Checkpointing and Persistence
This notebook shows how to keep a genetic search reproducible and recoverable. Long-running searches should be able to write intermediate checkpoints, save the fitted search object, and load it again later for inspection or prediction.
Menu
Create a compact classification problem
The breast cancer dataset is small enough for a tutorial, but it still has enough features for the optimizer to make meaningful choices.
[1]:
from pathlib import Path
import pandas as pd
from sklearn.datasets import load_breast_cancer
from sklearn.ensemble import RandomForestClassifier
from sklearn.metrics import accuracy_score, balanced_accuracy_score, roc_auc_score
from sklearn.model_selection import StratifiedKFold, train_test_split
from sklearn_genetic import (
EvolutionConfig,
GASearchCV,
OptimizationConfig,
PopulationConfig,
RuntimeConfig,
)
from sklearn_genetic.callbacks import ConsecutiveStopping, ModelCheckpoint, TimerStopping
from sklearn_genetic.plots import plot_fitness_evolution
from sklearn_genetic.schedules import ExponentialAdapter, InverseAdapter
from sklearn_genetic.space import Categorical, Continuous, Integer
data = load_breast_cancer(as_frame=True)
X = data.data
y = data.target
X_train, X_test, y_train, y_test = train_test_split(
X,
y,
test_size=0.25,
stratify=y,
random_state=42,
)
X_train.shape, X_test.shape
[1]:
((426, 30), (143, 30))
Configure a search with checkpoints
ModelCheckpoint writes the current estimator configuration and logbook during the fit.

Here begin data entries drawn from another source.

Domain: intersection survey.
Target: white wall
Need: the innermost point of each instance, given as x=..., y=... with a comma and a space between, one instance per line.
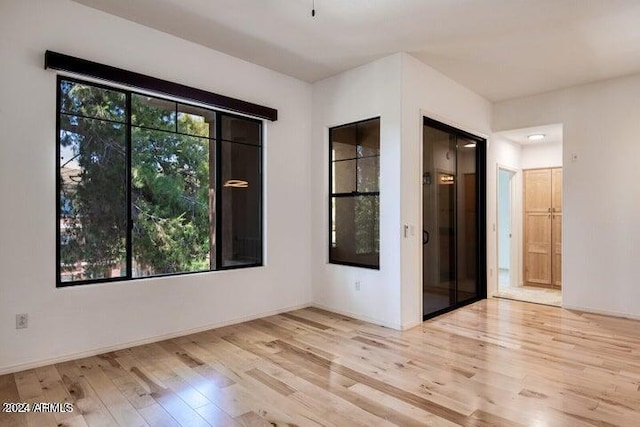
x=542, y=155
x=70, y=321
x=601, y=206
x=368, y=91
x=426, y=92
x=504, y=223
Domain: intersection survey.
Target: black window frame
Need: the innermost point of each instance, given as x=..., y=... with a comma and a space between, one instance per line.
x=217, y=142
x=335, y=195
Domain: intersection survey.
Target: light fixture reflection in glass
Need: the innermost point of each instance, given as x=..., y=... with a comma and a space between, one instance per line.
x=236, y=183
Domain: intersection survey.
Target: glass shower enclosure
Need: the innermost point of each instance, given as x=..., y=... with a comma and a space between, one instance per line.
x=454, y=219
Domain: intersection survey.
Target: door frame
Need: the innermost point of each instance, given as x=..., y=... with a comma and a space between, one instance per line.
x=481, y=206
x=514, y=244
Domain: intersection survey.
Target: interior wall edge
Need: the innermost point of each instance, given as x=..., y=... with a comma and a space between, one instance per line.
x=9, y=369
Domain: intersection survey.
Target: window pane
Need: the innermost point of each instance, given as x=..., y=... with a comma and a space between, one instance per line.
x=238, y=129
x=343, y=142
x=357, y=230
x=90, y=101
x=92, y=200
x=344, y=176
x=241, y=213
x=170, y=197
x=368, y=171
x=153, y=112
x=196, y=121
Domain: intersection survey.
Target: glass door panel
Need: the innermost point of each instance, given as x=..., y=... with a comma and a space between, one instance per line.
x=450, y=219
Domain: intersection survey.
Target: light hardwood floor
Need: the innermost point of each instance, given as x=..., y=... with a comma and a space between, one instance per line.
x=496, y=362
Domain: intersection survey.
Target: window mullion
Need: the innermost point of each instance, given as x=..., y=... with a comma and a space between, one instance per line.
x=218, y=191
x=129, y=244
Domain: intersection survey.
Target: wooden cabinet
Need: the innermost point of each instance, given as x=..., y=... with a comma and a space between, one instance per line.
x=543, y=227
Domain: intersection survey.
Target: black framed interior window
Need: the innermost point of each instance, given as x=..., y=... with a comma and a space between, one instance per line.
x=354, y=205
x=149, y=186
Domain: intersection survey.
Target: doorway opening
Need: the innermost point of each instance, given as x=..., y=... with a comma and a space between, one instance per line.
x=529, y=214
x=454, y=219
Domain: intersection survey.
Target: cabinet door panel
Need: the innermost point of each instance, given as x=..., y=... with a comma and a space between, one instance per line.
x=556, y=189
x=537, y=190
x=556, y=260
x=538, y=248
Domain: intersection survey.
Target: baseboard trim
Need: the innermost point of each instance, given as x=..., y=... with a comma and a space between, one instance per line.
x=411, y=325
x=73, y=356
x=358, y=316
x=602, y=312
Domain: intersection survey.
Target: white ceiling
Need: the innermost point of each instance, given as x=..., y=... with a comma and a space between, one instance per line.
x=552, y=134
x=500, y=49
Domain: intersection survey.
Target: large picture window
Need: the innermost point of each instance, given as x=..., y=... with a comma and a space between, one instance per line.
x=354, y=219
x=149, y=186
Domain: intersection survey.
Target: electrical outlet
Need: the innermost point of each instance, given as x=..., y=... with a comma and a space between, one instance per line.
x=22, y=320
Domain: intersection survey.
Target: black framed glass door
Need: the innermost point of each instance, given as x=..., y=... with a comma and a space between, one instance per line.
x=453, y=193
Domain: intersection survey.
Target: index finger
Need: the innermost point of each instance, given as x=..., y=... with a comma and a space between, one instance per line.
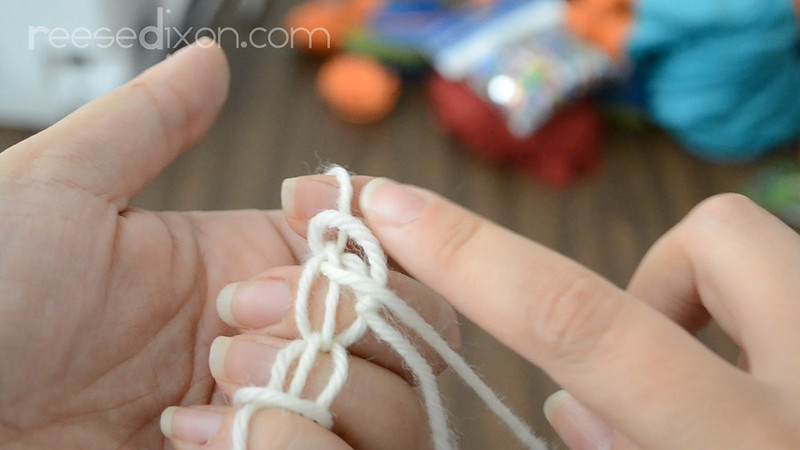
x=614, y=353
x=113, y=146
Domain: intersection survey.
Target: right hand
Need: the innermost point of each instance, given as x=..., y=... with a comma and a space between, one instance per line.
x=628, y=356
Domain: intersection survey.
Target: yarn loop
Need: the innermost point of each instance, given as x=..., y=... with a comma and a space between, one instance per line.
x=346, y=254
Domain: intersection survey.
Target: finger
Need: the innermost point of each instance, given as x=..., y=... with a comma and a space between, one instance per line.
x=265, y=305
x=731, y=258
x=316, y=193
x=210, y=427
x=372, y=395
x=601, y=344
x=579, y=428
x=113, y=146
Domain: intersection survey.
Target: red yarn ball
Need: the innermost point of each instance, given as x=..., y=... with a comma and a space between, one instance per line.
x=567, y=146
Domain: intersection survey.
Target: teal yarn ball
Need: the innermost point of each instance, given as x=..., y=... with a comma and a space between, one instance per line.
x=722, y=75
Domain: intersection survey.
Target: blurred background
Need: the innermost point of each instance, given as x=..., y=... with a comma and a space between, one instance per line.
x=597, y=178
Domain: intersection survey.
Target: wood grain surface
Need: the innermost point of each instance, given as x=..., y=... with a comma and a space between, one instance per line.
x=274, y=126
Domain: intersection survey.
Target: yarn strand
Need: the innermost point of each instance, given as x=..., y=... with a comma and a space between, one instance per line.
x=364, y=273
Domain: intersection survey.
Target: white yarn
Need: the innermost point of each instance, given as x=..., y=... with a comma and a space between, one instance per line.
x=365, y=275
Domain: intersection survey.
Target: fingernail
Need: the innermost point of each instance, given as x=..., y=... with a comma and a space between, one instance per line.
x=254, y=304
x=304, y=197
x=190, y=425
x=578, y=427
x=390, y=202
x=216, y=357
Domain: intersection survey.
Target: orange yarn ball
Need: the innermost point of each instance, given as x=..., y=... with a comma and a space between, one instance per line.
x=359, y=90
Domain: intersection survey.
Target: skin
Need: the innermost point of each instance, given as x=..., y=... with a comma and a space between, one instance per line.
x=638, y=376
x=107, y=312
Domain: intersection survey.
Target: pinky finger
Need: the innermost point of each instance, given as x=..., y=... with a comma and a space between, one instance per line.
x=210, y=427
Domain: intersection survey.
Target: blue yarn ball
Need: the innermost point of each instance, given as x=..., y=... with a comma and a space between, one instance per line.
x=722, y=75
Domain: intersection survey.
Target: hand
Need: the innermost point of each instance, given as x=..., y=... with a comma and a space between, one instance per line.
x=638, y=376
x=107, y=312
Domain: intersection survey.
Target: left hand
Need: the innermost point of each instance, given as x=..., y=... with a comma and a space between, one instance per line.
x=107, y=312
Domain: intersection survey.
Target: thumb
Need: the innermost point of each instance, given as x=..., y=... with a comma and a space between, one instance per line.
x=594, y=339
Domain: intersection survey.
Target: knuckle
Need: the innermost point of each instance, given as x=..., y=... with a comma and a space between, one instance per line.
x=276, y=428
x=573, y=316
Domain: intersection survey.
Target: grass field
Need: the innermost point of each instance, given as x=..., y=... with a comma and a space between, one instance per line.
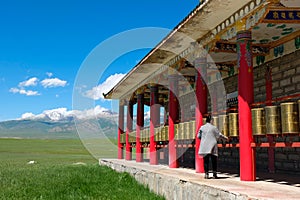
x=60, y=173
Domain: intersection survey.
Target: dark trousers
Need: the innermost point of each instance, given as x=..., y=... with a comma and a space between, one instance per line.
x=213, y=160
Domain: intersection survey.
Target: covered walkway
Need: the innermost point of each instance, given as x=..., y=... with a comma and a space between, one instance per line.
x=183, y=183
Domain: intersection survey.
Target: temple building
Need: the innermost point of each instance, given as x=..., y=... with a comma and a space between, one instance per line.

This is useful for long runs, interrupted sessions, or for storing the generation history next to experiment artifacts.
The regular save and load methods are different: they persist the fitted GASearchCV object after training, so it can be restored later for prediction and analysis.
[2]:
artifact_dir = Path("ga_artifacts")
artifact_dir.mkdir(exist_ok=True)
checkpoint_path = artifact_dir / "breast_cancer_ga_checkpoint.pkl"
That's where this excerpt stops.